Opened 10 years ago

Closed 5 years ago

Last modified 9 months ago

#11818 closed bug (no change required)

Posix __USE_GNU vs _GNU_SOURCE

Reported by: kallisti5 Owned by: nobody
Priority: normal Milestone:
Component: System/libroot.so Version: R1/Development
Keywords: posix Cc:
Blocked By: Blocking:
Platform: All

Description

we seem to be all over the map on our GNU posix extension macros...

/Builds/haiku/headers/posix> grep -R __USE_GNU *
regex.h:#ifdef __USE_GNU
regex.h:#ifdef __USE_GNU
regex.h:# ifdef __USE_GNU
regex.h:#ifdef __USE_GNU
regex.h:#ifdef __USE_GNU
regex.h:#ifdef __USE_GNU
regex.h:#ifdef __USE_GNU
signal.h:#ifdef __USE_GNU
/Builds/haiku/headers/posix> grep -R __USE_GNU *^C
/Builds/haiku/headers/posix> grep -R "_GNU_SOURCE" *
stdio.h:#ifdef _GNU_SOURCE
stdio.h:#endif /*_GNU_SOURCE*/
string.h:#ifdef _GNU_SOURCE
string.h:#ifdef _GNU_SOURCE
wchar.h:#ifdef _GNU_SOURCE
wchar.h:#ifdef _GNU_SOURCE

Our libroot tests also reflect the confusion as they were mixed and some broken.

I think _GNU_SOURCE is the correct way to go... not sure however so I'm opening this for someone smarter than me :-)

Change History (6)

comment:1 by axeld, 8 years ago

Owner: changed from axeld to nobody
Status: newassigned

comment:2 by cocobean, 5 years ago

Reference:

  1. https://www.gnu.org/software/libc/manual/html_node/Feature-Test-Macros.html
    Macro: _GNU_SOURCE
    
        If you define this macro, everything is included: ISO C89, ISO C99, POSIX.1, POSIX.2, BSD, SVID, X/Open, LFS, and GNU extensions. In the cases where POSIX.1 conflicts with BSD, the POSIX definitions take precedence
    

"We recommend you use _GNU_SOURCE in new programs. If you don’t specify the ‘-ansi’ option to GCC, or other conformance options such as -std=c99, and don’t define any of these macros explicitly, the effect is the same as defining _DEFAULT_SOURCE to 1."

  1. #define  _GNU_SOURCE    1 /* for strsignal in GNU's libc */
    #define  __USE_GNU      1 /* exact same thing as above   */
    #define  __EXTENSIONS__ 1 /* and another way to call for it */
    
Last edited 5 years ago by cocobean (previous) (diff)

comment:3 by pulkomandy, 5 years ago

The way it work in glibc is that the user defines _GNU_SOURCE, and features.h defines __USE_GNU and other __USE_* stuff.

Our public features.h works differently, as I don't think the internal __USE_* defines are very useful and they are confusing to track. So when taking headers from glibc and making them public, we have to be careful about this.
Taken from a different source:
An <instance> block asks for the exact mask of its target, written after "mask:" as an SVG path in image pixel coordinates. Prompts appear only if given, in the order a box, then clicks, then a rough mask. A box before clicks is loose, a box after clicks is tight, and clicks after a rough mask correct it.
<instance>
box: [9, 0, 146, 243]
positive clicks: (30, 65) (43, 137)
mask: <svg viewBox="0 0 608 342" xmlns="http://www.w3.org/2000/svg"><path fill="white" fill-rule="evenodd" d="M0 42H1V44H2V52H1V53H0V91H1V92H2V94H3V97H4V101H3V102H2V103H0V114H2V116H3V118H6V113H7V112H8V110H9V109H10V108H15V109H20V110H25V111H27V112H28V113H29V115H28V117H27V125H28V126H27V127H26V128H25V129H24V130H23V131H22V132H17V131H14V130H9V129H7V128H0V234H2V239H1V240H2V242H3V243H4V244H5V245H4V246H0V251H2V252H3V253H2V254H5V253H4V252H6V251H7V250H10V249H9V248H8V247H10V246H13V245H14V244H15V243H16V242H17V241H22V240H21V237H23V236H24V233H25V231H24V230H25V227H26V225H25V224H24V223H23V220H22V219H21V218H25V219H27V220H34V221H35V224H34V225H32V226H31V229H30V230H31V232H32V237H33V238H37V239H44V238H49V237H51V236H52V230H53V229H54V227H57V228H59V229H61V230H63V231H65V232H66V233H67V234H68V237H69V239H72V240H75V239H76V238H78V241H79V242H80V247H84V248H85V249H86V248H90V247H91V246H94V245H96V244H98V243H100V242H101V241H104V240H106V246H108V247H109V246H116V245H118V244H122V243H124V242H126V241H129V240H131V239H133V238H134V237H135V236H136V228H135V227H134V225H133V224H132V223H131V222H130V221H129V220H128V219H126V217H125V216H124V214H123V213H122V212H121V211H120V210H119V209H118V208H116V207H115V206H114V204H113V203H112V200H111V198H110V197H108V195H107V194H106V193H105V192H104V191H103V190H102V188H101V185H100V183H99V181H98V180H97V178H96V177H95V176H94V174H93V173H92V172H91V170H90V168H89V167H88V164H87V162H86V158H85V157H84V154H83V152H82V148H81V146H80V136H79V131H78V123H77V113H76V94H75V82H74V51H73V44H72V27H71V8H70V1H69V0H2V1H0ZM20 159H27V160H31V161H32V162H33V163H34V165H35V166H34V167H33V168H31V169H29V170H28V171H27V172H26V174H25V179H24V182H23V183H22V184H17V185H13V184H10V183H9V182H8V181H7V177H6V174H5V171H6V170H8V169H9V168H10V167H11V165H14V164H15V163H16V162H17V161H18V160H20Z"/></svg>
I would leave these as is for now unless there are problems compiling things because of this? The BSD extensions that we have in libbsd are quite useful, but the things glibc adds or goes against POSIX for, I'm not so sure.

comment:4 by waddlesplash, 5 years ago

Resolution: no change required
Status: assignedclosed

comment:5 by nielx, 5 years ago

Milestone: R1

Remove milestone for tickets with status = closed and resolution != fixed

comment:7 by bipolar, 12 months ago

Not sure if I should open a new/different ticket, maybe the following is enough to re-open this one? (considering the "I would leave these as is for now unless there are problems compiling things because of this?" on an earlier comment here)...

I had some problems compiling TraX, in part due to __USE_GNU vs apparently, some issues with Haiku's features.h

Link to the discussion there: https://github.com/HaikuArchives/TraX/pull/4#pullrequestreview-1625900739

Hoping a real dev either fixes this before beta5, or someone just merges my sub-optimal TraX fixes in the meantime :-)

---

Edit: Just for future reference... hrev57485 (and the follow up fixes on hrev57497) fixed TraX's issue mentioned above.